The decimated offense now falls heir to sophomore quarterback John Navarre, who started the first four games of last season while Henson was sidelined with a broken right foot. Against Bowling Green and Rice the 6'6", 242-pound Navarre showed great potential, throwing seven touchdown passes and no interceptions. Savvier defenses, however, flustered him. A week after completing only eight of 28 passes in a 23-20 loss to UCLA, he was operating with a 14-7 second-quarter deficit against Illinois when Henson replaced him. Henson jump-started a 35-31 victory, and Navarre got limited playing time the rest of the year. "That was just a taste," says Navarre of his brief stay in the limelight. "This [season] is the whole meal."
He'll have slim pickings without Terrell and Thomas.

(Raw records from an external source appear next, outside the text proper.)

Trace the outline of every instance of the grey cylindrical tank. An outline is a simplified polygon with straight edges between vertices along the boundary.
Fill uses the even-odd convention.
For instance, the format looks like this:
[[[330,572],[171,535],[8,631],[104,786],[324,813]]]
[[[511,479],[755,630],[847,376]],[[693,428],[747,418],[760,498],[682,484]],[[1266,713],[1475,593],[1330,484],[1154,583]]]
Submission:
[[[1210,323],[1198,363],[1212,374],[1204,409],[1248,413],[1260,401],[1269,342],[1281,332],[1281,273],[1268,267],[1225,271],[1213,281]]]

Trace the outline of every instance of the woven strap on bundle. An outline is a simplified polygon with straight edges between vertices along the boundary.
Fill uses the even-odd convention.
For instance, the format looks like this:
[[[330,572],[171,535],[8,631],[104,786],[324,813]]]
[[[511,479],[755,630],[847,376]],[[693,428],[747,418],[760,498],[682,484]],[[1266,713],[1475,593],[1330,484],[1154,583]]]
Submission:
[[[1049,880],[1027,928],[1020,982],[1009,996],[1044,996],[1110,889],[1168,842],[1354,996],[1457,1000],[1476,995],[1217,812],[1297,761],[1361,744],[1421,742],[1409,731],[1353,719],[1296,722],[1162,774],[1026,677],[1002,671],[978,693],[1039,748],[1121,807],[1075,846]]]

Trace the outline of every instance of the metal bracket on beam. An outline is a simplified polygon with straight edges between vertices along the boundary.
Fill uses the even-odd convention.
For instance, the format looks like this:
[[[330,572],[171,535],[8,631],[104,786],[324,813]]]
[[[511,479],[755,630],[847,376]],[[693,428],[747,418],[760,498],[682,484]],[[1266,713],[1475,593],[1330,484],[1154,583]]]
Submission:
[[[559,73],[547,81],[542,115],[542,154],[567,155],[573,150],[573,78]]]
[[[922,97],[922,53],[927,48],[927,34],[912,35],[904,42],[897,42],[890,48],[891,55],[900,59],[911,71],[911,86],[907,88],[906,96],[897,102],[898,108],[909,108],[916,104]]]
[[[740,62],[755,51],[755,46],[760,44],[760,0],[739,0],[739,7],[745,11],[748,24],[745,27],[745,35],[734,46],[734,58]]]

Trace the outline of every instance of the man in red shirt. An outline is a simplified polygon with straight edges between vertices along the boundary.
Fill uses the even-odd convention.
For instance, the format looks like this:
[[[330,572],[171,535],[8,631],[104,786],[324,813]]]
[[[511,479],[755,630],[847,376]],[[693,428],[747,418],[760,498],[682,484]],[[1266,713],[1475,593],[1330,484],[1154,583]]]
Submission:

In their absence, Michigan will turn to sophomore tailback Chris Perry, who rushed for 417 yards on 77 carries last year, and the receiving tandem of Bellamy and senior Marquise Walker. "I expect," says coach Lloyd Carr, "that the offense will get better as the season goes along."
Navarre, who heartened Bellamy and others with a near-flawless practice on the Saturday that Henson made his exit, has been logging extra hours with his receivers to help expedite that process. "Coming out of high school [in Cudahy, Wis., where he was the state's top-ranked quarterback in 1998], I expected to play right away," says Navarre. "Now it's time, and I plan to be ready."